To be honest, I never had an exact idea in mind when I created the project. I just wanted to make music in a very low-key way. I got encouraged by friends to put things online, and it just got picked up a lot quicker than I thought it would. If it wasn’t for Soundcloud and the network I created there, my musical path would have been very different. Thanks to collectives like Bala Club that found my music online and played it on their radio shows, I was able to reach a bigger audience which lead to my music being released on PAN. 

How much has changed for you since the release of Motion on PAN? 

A lot has changed since, I never expected that the music I make would be so well-received. This sounds cliché, but I never thought I would be able to play all the shows I’ve played since that record got released as well.

What about collabs? Going through your recent productions, I noticed a certain affinity for collaborations. 

Working on your own can feel very suffocating at times. Collaborations, past and current ones, are a way for me to try new things and get inspired by other people. Exchanging the way you work with others, and seeing the creative process of someone else takes you out of your own comfort zone and makes you examine your own way of working. 

How did your collaboration with ssaliva appear?

Ssaliva and I have been friends for a long time now, and he’s always been a huge inspiration for my own work. We’ve been exchanging music since I started producing, so a collaboration was always the logical next step. We have similar affinities and ways of working and I find that collaborating has been an inspiring process. There’s a few other collaborations in process, but this is always a trial and error type of situation. You can work on things for a long time that might never see daylight. 
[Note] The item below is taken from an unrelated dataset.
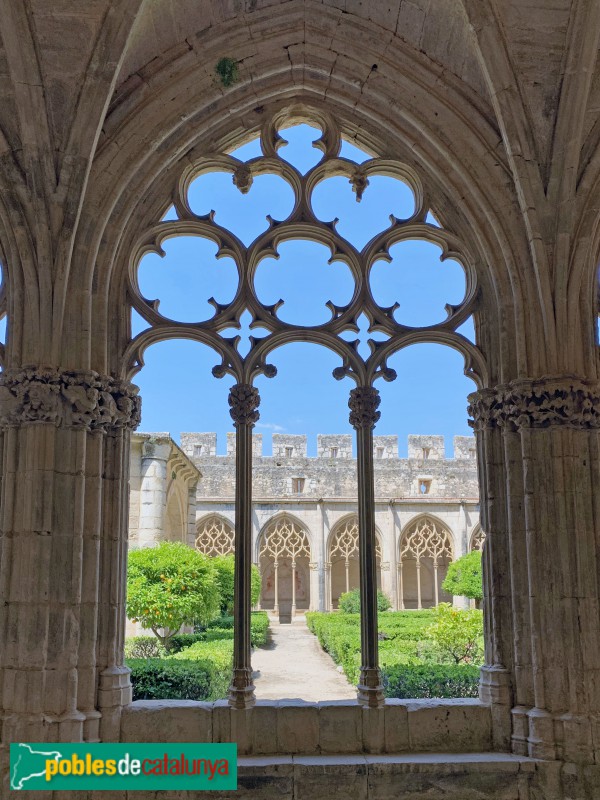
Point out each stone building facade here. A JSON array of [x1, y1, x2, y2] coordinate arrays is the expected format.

The track Dooms you made with ssaliva was featured on Co-op compilation which aims to shine a spotlight on the problem of global discrimination. Do you consider yourself political? 

I do consider myself political and I felt immediately connected to the idea behind the Co-op compilation, but my music tends to trigger more of a sense of escape or utopia, rather than it being a departure of social criticism. 

You’ve said once that your music is very intimate. What makes it sound this way? 

I suppose the intimacy is innate to the music I produce because there’s always a clear private or personal influence that triggers the creative process. 

What about musical influences? What contemporary artists do you follow?

I think the mix I made gives a good overview of some contemporary things I listen to. 

What’s the musical idea behind this mix?

I tried making something eclectic, mixing some of my own things with new things I currently listen to and some older stuff. The pace of the mix floats between club and ambient. 

What have you got coming up in the future?

I have just scored a short film for a collective called Demystification Committee. The premier of that will be at end of June in London. Also, I collaborated with two installation artists (N. Koeke and G. De Kort) on a project called Axis, which will be a part of De School program at the ADE festival. It initially started as an improvisation, but we’ll perform again in Brussels at the end of June. Then there’s a solo work coming up, and the collaboration with ssaliva should get released as well at some point. More soundtrack works are also in process.